Whatever “I” am, whoever “I” am, sitting in this room, which is different from the room you are in now, feels a deep sense of sadness, sorrow, ache. Between the first line of the book, which established Cunningham’s “I” and this last line of the book that draws our focus to “the end of nations,” Fall Garment forges a singular path across Cunningham’s specific version of the American landscape, both real and imaginary. On this voyage, Cunningham’s “I” bent my “I” toward the relationship between the construction of our selves and our clothing. My headache persists, the painkillers have not done what they promised to do. Not yet anyway. And oddly that feels apropos. I can’t escape this moment with this text in this situation. I can hear my wife finish the story she’s been reading to our son. I know it’s time for me to go into his room, tell him I love him, and say goodnight. My back hurts from sitting in this chair. I want to cry because of Cunningham’s world, because of those last lines, because of the invocation of ashes and glitter, the idea of beauty and horror, of all those things we use to present ourselves to the world, the boxes we belong to, the garments behind which we cower, and the inevitable fall of everything around us.
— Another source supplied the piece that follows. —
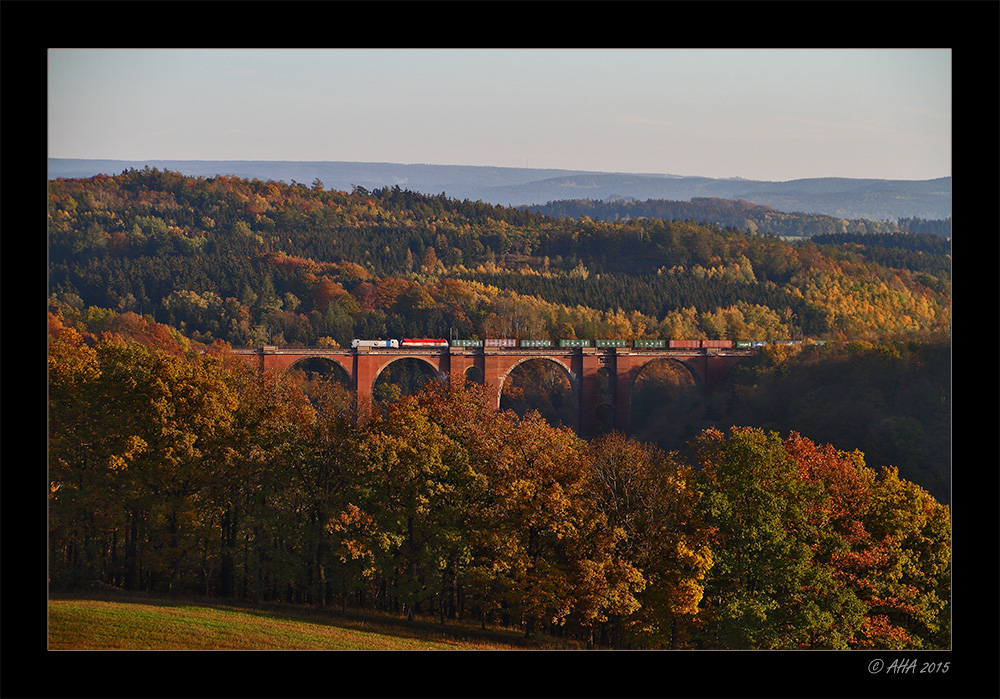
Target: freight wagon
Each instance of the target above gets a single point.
(374, 343)
(413, 342)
As I close the PDF and get up to say goodnight to our son, I stop and take a moment to breathe. I wasn’t expecting to feel and think about such heavy topics on this night. What began as a tantalizing echo of Gertrude Stein’s playful linguistic antics soon transformed into a throbbing existential ache. I am left contemplating the very real notion that one day, there will be no more “I.”


Christopher Higgs has published three books, two chapbooks, and many shorter works of fiction, nonfiction, poetry, and criticism. He lives in Los Angeles, where he teaches narrative theory and technique at CSUN, and curates Beaucoup: a twice-monthly trove of marvelous artworks.